Of course, if you already have a distribution that should describe you data (based on the theories in your particular field) and want to stick to that, you will skip the step of identifying the best fit distribution.

scipy does not come with a function to calculate log likelihood (although MLE method is provided), but hard code one is easy: see Is the build-in probability density functions of `scipy.stat.distributions` slower than a user provided one?



回答4:

AFAICU, your distribution is discrete (and nothing but discrete). Therefore just counting the frequencies of different values and normalizing them should be enough for your purposes.

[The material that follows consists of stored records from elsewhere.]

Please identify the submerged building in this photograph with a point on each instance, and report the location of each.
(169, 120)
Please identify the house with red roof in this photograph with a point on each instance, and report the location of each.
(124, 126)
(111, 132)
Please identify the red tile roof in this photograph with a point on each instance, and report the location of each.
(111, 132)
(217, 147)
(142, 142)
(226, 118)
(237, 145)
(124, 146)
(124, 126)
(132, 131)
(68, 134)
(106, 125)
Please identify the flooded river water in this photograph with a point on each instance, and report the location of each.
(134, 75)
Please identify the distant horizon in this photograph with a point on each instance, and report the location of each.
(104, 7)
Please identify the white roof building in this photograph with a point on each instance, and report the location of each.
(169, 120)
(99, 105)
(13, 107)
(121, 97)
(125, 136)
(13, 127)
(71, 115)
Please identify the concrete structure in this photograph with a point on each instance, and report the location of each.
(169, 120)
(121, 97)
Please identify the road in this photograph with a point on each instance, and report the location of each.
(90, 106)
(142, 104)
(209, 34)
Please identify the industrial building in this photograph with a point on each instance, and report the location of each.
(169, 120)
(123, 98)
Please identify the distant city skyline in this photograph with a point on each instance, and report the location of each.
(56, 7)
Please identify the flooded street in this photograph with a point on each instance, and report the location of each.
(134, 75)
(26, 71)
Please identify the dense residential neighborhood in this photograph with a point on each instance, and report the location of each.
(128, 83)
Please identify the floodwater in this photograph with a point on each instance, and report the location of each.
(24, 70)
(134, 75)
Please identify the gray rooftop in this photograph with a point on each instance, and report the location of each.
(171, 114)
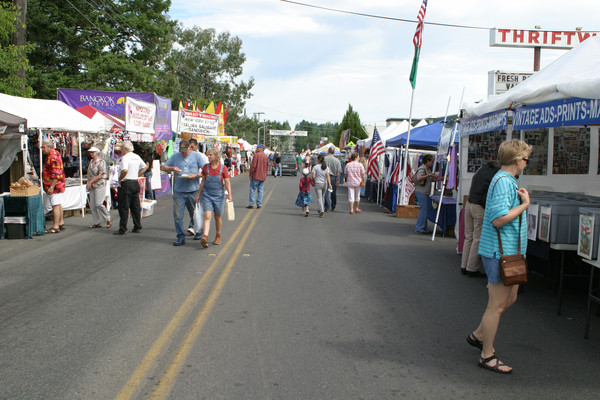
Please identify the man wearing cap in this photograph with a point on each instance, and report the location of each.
(131, 168)
(258, 175)
(96, 186)
(335, 168)
(186, 165)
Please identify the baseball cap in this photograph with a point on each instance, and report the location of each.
(183, 145)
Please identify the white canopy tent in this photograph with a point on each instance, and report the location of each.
(574, 74)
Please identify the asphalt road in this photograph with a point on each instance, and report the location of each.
(288, 307)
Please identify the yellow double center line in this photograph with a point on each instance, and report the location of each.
(166, 383)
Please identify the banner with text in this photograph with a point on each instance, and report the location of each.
(198, 123)
(566, 112)
(139, 116)
(287, 133)
(493, 121)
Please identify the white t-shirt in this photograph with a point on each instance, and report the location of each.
(320, 174)
(132, 163)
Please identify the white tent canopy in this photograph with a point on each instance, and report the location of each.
(48, 114)
(574, 74)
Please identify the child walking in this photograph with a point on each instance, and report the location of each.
(304, 198)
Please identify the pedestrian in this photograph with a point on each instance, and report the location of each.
(355, 175)
(258, 175)
(277, 164)
(505, 209)
(335, 169)
(422, 178)
(304, 198)
(96, 186)
(474, 210)
(186, 165)
(215, 180)
(131, 168)
(195, 148)
(322, 182)
(53, 175)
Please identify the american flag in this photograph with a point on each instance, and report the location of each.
(417, 39)
(376, 150)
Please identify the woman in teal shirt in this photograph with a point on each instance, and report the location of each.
(505, 203)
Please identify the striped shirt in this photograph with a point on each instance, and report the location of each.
(501, 198)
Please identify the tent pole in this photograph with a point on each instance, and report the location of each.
(412, 96)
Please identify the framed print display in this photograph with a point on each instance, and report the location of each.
(532, 218)
(585, 242)
(544, 230)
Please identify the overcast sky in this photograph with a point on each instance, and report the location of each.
(310, 64)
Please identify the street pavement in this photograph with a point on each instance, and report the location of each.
(288, 307)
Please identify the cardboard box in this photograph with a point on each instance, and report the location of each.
(15, 227)
(25, 192)
(408, 211)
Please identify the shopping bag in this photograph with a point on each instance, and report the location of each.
(198, 217)
(229, 211)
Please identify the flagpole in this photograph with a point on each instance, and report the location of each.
(454, 129)
(405, 163)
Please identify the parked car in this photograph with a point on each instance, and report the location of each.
(288, 164)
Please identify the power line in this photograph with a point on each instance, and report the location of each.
(382, 17)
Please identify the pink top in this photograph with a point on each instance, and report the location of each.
(354, 173)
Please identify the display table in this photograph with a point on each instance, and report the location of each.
(75, 198)
(593, 295)
(447, 213)
(29, 207)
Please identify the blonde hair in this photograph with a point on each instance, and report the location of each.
(512, 150)
(214, 152)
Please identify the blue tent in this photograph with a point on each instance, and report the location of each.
(426, 136)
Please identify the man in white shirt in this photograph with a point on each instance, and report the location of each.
(131, 167)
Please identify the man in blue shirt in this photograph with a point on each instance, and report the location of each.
(186, 165)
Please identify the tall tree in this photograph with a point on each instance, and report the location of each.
(13, 60)
(350, 121)
(104, 45)
(208, 67)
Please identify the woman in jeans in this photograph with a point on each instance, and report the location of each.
(322, 182)
(504, 204)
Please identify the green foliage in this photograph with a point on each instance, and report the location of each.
(12, 58)
(350, 121)
(117, 45)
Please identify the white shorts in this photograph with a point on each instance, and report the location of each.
(57, 199)
(354, 194)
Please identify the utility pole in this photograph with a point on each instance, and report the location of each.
(20, 36)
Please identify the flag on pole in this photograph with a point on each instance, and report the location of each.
(375, 151)
(417, 40)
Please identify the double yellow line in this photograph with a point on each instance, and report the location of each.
(162, 390)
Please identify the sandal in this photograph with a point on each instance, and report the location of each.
(473, 341)
(483, 363)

So, an example to demonstrate this:

In []: values= [0, 0, 0, 0, 0, 1, 1, 1, 1, 2, 2, 2, 3, 3, 4]
In []: counts= asarray(bincount(values), dtype= float)
In []: cdf= counts.cumsum()/ counts.sum()

Thus, probability of seeing values higher than 1 is simply (according to the complementary cumulative distribution function (ccdf):

In []: 1- cdf[1]
Out[]: 0.40000000000000002

Please note that ccdf is closely related to survival function (sf), but it\'s also defined with discrete distributions, whereas sf is defined only for contiguous distributions.



回答5:

It sounds like probability density estimation problem to me.

from scipy.stats import gaussian_kde
occurences = [0,0,0,0,..,1,1,1,1,...,2,2,2,2,...,47]
values = range(0,48)
kde = gaussian_kde(map(float, occurences))
p = kde(values)
p = p/sum(p)
print \"P(x>=1) = %f\" % sum(p[1:])

Also see http://jpktd.blogspot.com/2009/03/using-gaussian-kernel-density.html.



回答6:

Forgive me if I don\'t understand your need but what about storing your data in a dictionary where keys would be the numbers between 0 and 47 and values the number of occurrences of their related keys in your original list?
Thus your likelihood p(x) will be the sum of all the values for keys greater than x divided by 30000.